According to the social network, users have been telling it that these stories are being given too much presence on news feeds and Facebook has moved to change that.

The site's algorithm currently pushes stories that receive more clicks up a feed and Facebook has admitted users felt content from friends and family was being "drowned out".

In a post on the company's blog, Facebook's Khalid El-Arini and Joyce Tang outlined how the social site will start to tackle "click-bait" stories.

They say: "One way is to look at how long people spend reading an article away from Facebook. If people click on an article and spend time reading it, it suggests they clicked through to something valuable.

"If they click through to a link and then come straight back to Facebook, it suggests that they didn't find something that they wanted.

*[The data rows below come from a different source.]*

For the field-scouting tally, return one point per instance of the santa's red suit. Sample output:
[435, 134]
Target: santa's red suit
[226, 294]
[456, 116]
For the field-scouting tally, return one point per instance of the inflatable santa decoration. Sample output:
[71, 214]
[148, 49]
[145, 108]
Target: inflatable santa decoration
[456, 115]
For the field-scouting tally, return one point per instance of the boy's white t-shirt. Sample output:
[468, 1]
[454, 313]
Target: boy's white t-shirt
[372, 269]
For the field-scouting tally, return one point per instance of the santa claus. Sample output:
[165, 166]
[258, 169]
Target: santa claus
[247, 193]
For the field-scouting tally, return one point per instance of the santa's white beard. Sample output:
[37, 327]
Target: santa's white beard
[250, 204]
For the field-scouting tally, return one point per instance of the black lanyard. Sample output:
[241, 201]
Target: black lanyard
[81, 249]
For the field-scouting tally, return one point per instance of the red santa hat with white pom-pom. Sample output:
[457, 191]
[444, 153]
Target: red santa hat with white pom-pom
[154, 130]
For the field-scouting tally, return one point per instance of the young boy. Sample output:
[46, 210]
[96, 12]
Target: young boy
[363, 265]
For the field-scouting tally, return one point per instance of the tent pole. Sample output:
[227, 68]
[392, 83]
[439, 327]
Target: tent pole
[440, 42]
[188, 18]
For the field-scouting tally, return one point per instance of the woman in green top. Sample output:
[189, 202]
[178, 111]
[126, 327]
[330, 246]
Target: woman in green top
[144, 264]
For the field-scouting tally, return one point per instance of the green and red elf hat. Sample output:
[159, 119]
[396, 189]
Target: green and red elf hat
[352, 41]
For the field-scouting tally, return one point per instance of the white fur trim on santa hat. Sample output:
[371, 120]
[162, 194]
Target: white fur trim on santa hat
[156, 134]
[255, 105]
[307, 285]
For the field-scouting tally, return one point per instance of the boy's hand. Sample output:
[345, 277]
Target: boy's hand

"With this update we will start taking into account whether people tend to spend time away from Facebook after clicking a link, or whether they tend to come straight back to news feed when we rank stories with links in them."

Facebook also said it would use the number of comments and shares a story received as part of the judgement.

The post said: "Another factor we will use to try and show fewer of these types of stories is to look at the ratio of people clicking on the content compared to people discussing and sharing it with their friends.

"If a lot of people click on the link, but relatively few people click 'like', or comment on the story when they return to Facebook, this also suggests that people didn't click through to something that was valuable to them."

The social network, which has more than one billion monthly active users, said that a recent survey found 80% of the time users preferred headlines that gave them more information about an article before they clicked on it.